I wrote a Perl program that does it using Palm::PDB.pm, but I want to turn it into a servlet for a GWT app.
The jSyncManager project at http://www.jsyncmanager.org/ is under the LGPL and includes classes to read and write PDB files -- look in jSyncManager/API/Protocol/Util/DLPDatabase.java in its source code. It looks like the core code you need from this could be isolated from the rest of the library with a little effort.
There are a few ways that you can go about this;
Easiest but slowest: Find a perl-> java bridge. This will not be quick, but it will work and it should involve the least amount of work.
Find a C++/C# implementation that you have the source to and convert it (this should be the fastest solution)
Find a Java reader ... there seems to be a few listed under google... however I do not have any experience with these.
Depending on what your intended usage is, you might look into writing a simple reader yourself. The format is pretty simple and you only need to handle a couple of simple fields to parse it.
Basically there is a header for the entire file which has a 2 byte integer at the end which specifies the number of record. So just skip your way through the bytes for all the other fields in the header and then read the last field which is the number of records in the file. Be aware that the PDB format writes integers with most significant byte first.

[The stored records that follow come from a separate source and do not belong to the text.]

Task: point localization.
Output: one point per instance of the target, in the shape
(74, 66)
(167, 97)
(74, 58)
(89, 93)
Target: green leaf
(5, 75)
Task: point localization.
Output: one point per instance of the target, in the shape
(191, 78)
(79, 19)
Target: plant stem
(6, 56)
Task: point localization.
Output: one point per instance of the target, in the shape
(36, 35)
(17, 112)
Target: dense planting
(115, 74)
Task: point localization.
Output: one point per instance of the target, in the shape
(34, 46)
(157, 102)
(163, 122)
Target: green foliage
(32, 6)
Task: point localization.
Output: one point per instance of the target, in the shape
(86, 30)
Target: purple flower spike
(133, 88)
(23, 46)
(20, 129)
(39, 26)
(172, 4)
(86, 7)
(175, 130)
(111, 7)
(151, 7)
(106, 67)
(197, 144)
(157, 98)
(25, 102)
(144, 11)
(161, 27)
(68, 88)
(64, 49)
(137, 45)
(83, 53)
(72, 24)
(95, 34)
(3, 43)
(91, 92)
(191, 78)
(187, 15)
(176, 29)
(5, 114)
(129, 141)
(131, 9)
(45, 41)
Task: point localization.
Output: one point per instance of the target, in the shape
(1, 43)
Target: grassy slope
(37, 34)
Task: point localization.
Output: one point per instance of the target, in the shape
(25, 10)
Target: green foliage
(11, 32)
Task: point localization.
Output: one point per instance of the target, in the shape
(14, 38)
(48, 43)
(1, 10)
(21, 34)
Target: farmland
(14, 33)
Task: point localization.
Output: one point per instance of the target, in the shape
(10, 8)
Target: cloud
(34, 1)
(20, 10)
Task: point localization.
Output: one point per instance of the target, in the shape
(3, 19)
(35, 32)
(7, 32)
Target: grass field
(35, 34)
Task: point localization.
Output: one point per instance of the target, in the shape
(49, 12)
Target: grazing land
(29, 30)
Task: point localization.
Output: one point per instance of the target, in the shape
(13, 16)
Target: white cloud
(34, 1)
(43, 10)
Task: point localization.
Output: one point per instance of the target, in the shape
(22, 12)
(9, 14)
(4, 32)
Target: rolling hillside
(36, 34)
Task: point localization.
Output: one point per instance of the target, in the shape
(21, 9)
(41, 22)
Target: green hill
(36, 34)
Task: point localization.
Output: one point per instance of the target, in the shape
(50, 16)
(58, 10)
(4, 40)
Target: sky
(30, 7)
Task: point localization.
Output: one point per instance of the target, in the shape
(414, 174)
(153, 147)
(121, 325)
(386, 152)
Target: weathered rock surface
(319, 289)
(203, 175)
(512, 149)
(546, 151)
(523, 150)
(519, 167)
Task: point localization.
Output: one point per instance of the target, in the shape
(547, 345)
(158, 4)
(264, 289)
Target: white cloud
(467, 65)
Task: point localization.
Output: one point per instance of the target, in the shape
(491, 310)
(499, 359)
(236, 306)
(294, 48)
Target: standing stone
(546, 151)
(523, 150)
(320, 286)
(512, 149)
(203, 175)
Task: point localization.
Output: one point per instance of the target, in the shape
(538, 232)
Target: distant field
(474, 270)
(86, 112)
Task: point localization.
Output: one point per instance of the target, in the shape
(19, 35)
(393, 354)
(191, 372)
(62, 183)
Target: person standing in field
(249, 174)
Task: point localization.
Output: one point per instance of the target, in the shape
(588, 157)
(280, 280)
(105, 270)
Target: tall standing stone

Following this, there will be a record header for each record, the first field of which is the actual offset into the file for the record itself. Again, be aware of the byte order.
So, now you have the offsets into the file for each record in the file, which should make it very easy to read the actual records as long as you know the format of these for the type of PDB file you are trying to read.
Wikipedia has a nice overview of the header formats.
Maybe JPilot can help? They must have a lot of Java code dealing with Palm OS data.